The (equity market) sky is falling!


... Well, it will one day. There is definitely too much credit out there, in my humble opinion. And we are starting to see chickens coming home. Private equity buy-outs are in trouble; appetite for debt is — understandably — waning.

Meanwhile, some healthy scepticism from investment guru David Fuller:

How serious is the risk of contagion for markets?

One should certainly be aware of risks but a degree of perspective is also required. Investors need rising markets but many regard them with fear, for psychological and emotional reasons. This is not entirely irrational because there are occasional crashes but fortunately these are infrequent.

Following the Crash of '87, many normally sensible people feared a worldwide depression. It obviously didn't happen - there wasn't even a recession, and markets inevitably recovered. However many investors experienced self-induced white-knuckled anxiety for the next several Octobers.

Acquired Immune Deficiency Syndrome (AIDS) has certainly been a human tragedy but it has not resulted in the decrease of global population that many once feared would result in an economic depression.

The next major downturn was the Asian Financial Crisis in 1997, certainly a serious event for the region. An obsession with anniversaries has given rise to a new fear, aired on financial channels recently: '87…'97…'07??? To ask the rhetorical question: How analytical is that?

In 1998, John Meriwether of Liar's Poker fame and two members of the Nobelity gave us the Long-Term Capital Management collapse, which some saw as sufficient reason for a worldwide derivatives collapse, leading to (you guessed it) a depression.

Remember the Y2K paranoia, when on the first day of the new millennium our refrigerators were supposed to fall out of the sky and airplanes switch off, or was it the other way around? Whatever, a depression was certain to follow, we were told.

We did have the TMT crash in 2000, which also revived depression fears. And remember SARS (severe acute respiratory syndrome)?

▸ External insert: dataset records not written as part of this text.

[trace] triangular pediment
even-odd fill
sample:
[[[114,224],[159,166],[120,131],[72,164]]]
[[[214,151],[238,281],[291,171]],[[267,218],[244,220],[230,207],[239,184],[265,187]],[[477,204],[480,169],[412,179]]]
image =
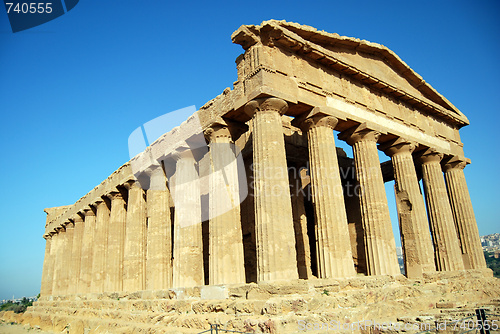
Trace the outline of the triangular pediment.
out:
[[[383,45],[276,20],[241,26],[232,39],[244,49],[261,43],[291,50],[458,127],[469,124],[462,112]]]

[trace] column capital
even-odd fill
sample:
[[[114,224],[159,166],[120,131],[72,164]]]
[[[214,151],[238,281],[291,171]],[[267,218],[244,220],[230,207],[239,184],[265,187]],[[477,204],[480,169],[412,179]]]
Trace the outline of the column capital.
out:
[[[76,222],[83,222],[83,218],[82,216],[80,216],[78,213],[75,213],[73,216],[71,216],[71,218],[69,218],[73,221],[73,223],[76,223]]]
[[[123,184],[123,187],[125,187],[125,189],[127,190],[137,189],[137,188],[142,189],[141,183],[137,180],[128,180]]]
[[[85,217],[95,216],[95,212],[94,210],[92,210],[92,208],[83,209],[83,214],[85,215]]]
[[[217,138],[229,138],[230,142],[239,138],[244,132],[248,131],[248,125],[222,117],[217,117],[205,130],[205,140],[208,143],[216,141]]]
[[[114,199],[123,199],[123,195],[119,191],[112,191],[110,193],[107,193],[106,197],[108,197],[111,201]]]
[[[328,127],[330,129],[335,129],[335,126],[339,120],[336,117],[326,115],[326,114],[316,114],[311,117],[304,119],[299,127],[302,131],[307,132],[309,129],[316,127]]]
[[[98,197],[94,203],[92,205],[94,205],[96,208],[99,206],[99,204],[103,203],[104,202],[104,199],[102,199],[101,197]]]
[[[465,157],[453,156],[444,161],[443,169],[445,172],[452,169],[464,169],[465,166],[470,164],[470,159]]]
[[[412,152],[417,147],[417,144],[406,140],[404,138],[396,138],[392,139],[388,142],[379,145],[379,150],[383,151],[387,156],[392,157],[396,154],[408,153],[412,154]]]
[[[380,135],[380,132],[369,128],[366,123],[362,123],[342,131],[339,133],[338,138],[352,146],[360,141],[372,141],[376,143]]]
[[[440,163],[443,160],[443,153],[436,151],[435,149],[428,148],[423,151],[417,152],[417,161],[421,164],[429,164],[429,163]]]
[[[254,99],[245,104],[245,113],[253,117],[259,111],[276,111],[283,115],[288,110],[288,103],[277,97]]]
[[[222,125],[222,124],[211,125],[210,127],[206,128],[203,131],[203,134],[205,135],[205,139],[209,143],[216,141],[217,138],[228,138],[230,142],[233,141],[231,137],[231,132],[229,131],[227,125]]]

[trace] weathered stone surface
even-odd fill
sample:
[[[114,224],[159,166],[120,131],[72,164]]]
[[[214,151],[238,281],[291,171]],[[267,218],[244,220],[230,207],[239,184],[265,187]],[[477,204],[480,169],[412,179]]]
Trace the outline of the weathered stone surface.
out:
[[[125,248],[123,256],[123,290],[138,291],[146,287],[146,198],[138,182],[129,186]]]
[[[245,282],[238,165],[230,129],[215,124],[205,131],[210,143],[209,283]]]
[[[108,256],[104,291],[123,291],[123,260],[125,251],[125,224],[127,203],[119,191],[109,194],[111,211],[109,216]]]
[[[455,106],[379,44],[274,20],[232,39],[245,50],[233,89],[76,203],[45,209],[41,299],[4,318],[78,333],[278,333],[299,320],[436,320],[436,305],[452,305],[437,303],[498,294]],[[399,274],[391,180],[418,280]]]
[[[464,263],[441,170],[442,158],[432,150],[420,156],[436,266],[439,271],[462,270]]]
[[[147,255],[146,289],[172,287],[172,222],[170,220],[170,193],[163,170],[158,168],[151,176],[147,191]]]
[[[281,114],[281,99],[250,101],[252,117],[257,281],[298,278]]]
[[[412,152],[416,145],[402,138],[382,145],[394,167],[394,189],[398,208],[405,272],[408,277],[436,270],[425,204],[415,171]]]
[[[96,227],[92,247],[92,282],[91,292],[103,293],[108,252],[109,207],[101,200],[97,202]]]
[[[83,227],[83,240],[81,250],[81,267],[80,267],[80,280],[79,280],[79,293],[90,292],[90,285],[92,283],[92,244],[94,242],[94,229],[95,229],[95,212],[93,208],[84,210],[84,227]]]
[[[500,281],[485,278],[481,270],[425,273],[424,279],[419,280],[400,277],[397,281],[389,276],[368,276],[233,287],[267,292],[262,299],[252,300],[202,299],[194,289],[184,300],[157,299],[158,292],[125,293],[120,300],[112,299],[114,294],[95,294],[87,301],[70,296],[59,301],[42,299],[24,315],[4,312],[0,313],[0,319],[30,326],[39,321],[41,328],[50,326],[51,330],[66,329],[70,333],[82,330],[119,333],[122,329],[148,332],[167,328],[197,333],[208,329],[209,324],[262,332],[267,328],[262,324],[271,321],[276,325],[276,333],[293,333],[299,331],[300,320],[311,323],[335,320],[340,324],[347,323],[346,319],[413,323],[439,321],[450,314],[463,318],[473,313],[477,305],[489,307],[493,313],[500,310]],[[318,285],[321,282],[324,286]],[[337,287],[335,292],[330,291],[332,286]],[[127,298],[132,295],[133,299]]]
[[[337,123],[336,118],[321,112],[312,114],[301,123],[309,143],[320,278],[355,274],[351,245],[347,242],[350,240],[347,214],[333,136]]]
[[[191,151],[175,158],[173,286],[193,287],[204,284],[200,180]]]
[[[467,162],[452,158],[445,164],[444,175],[450,196],[455,226],[460,239],[465,269],[486,268],[476,217],[465,181],[464,168]]]
[[[368,274],[396,275],[399,273],[396,244],[376,146],[379,136],[361,125],[341,133],[339,138],[353,147]]]

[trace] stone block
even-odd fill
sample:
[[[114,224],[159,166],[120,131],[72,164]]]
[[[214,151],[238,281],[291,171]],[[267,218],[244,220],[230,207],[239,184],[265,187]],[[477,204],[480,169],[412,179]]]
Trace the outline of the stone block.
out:
[[[229,291],[225,286],[208,285],[201,287],[201,299],[227,299]]]

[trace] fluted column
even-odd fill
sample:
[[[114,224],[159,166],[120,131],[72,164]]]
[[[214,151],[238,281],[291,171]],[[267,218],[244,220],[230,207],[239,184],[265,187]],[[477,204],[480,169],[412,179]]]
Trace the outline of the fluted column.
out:
[[[209,282],[245,283],[238,165],[227,126],[205,131],[210,142]]]
[[[139,182],[128,184],[123,290],[146,288],[146,196]]]
[[[334,117],[316,114],[301,124],[308,138],[320,278],[355,275],[333,136],[337,123]]]
[[[58,270],[58,264],[57,264],[57,258],[59,255],[59,245],[61,244],[61,240],[59,239],[59,229],[55,229],[55,233],[52,235],[52,244],[51,244],[51,250],[50,250],[50,257],[52,259],[52,281],[50,283],[50,291],[52,296],[57,295],[57,277],[59,276],[57,270]]]
[[[67,295],[70,293],[70,285],[73,284],[71,275],[73,274],[72,260],[73,260],[73,235],[75,231],[75,225],[73,222],[68,222],[65,225],[66,232],[64,234],[64,248],[62,250],[62,270],[61,270],[61,295]]]
[[[45,239],[45,255],[43,257],[42,269],[42,286],[40,287],[40,296],[49,296],[52,293],[52,259],[50,257],[50,249],[52,243],[52,234],[44,235]]]
[[[173,286],[204,285],[200,180],[196,160],[189,149],[175,158]]]
[[[486,260],[465,181],[466,164],[465,160],[452,158],[444,166],[444,175],[457,234],[460,238],[465,269],[480,269],[486,268]]]
[[[104,271],[106,270],[106,252],[108,249],[109,207],[104,200],[96,202],[96,227],[92,253],[91,292],[104,292]]]
[[[82,259],[82,242],[83,242],[83,219],[80,215],[75,215],[73,218],[75,225],[73,232],[73,245],[71,250],[71,271],[69,276],[68,293],[80,293],[78,286],[80,285],[80,265]]]
[[[147,290],[172,287],[172,222],[170,220],[170,193],[166,182],[165,174],[158,166],[152,172],[147,191]]]
[[[64,270],[64,244],[66,241],[66,229],[62,226],[56,228],[56,254],[54,258],[54,276],[52,282],[52,294],[62,295],[63,293],[63,270]]]
[[[95,229],[95,209],[88,208],[84,210],[83,239],[80,263],[80,284],[78,289],[80,293],[90,292],[92,282],[92,248],[94,245]]]
[[[439,271],[462,270],[464,263],[441,169],[442,158],[442,154],[432,150],[427,150],[419,157],[436,267]]]
[[[354,153],[368,275],[397,275],[396,243],[377,151],[379,135],[362,124],[339,138],[352,145]]]
[[[420,191],[412,152],[416,145],[402,138],[381,145],[392,160],[394,189],[406,276],[422,277],[436,270],[425,204]]]
[[[292,199],[293,228],[295,230],[295,243],[297,250],[297,270],[300,279],[312,278],[311,247],[307,235],[307,216],[304,206],[305,168],[294,165],[288,169],[290,179],[290,193]]]
[[[106,257],[106,277],[104,291],[123,291],[123,254],[125,248],[125,222],[127,203],[123,195],[116,191],[108,197],[111,200],[108,230],[108,256]]]
[[[292,205],[278,98],[248,102],[251,116],[257,281],[298,278]]]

This minor but fast spreading (until isolated) pandemic in 2002 increased anxieties. When that threat faded, the same people worried about a bird flu pandemic, potentially causing an economic depression. In 2005, the World Health Organisation (WHO) forecast that a bird flu pandemic was inevitable and would kill up to seven million people worldwide. For the next year, everyone issuing a bullish stock market forecast felt compelled to hedge it with the pandemic warning.

This short review of modern financial history reminds us that bad stuff occasionally happens, but not nearly as often as forecast. In fact, we could assume that widespread bearish forecasts are, for investors, the equivalent of the canary in the coal mine, happily singing away.

1 comment:

The Prince of Truth said...

there are crashes because the private bankers that produce the entire currency of nations (federal reserve, bank of england, etc..) are in the hands of a few private people who print money out of nothing and sell it with interest to the governments! this is unconstitutional for the US and is straight out criminality. they create depressions by simply controlling the amount of printed money! How have you not known about this Fabian is frightening, you are being duped.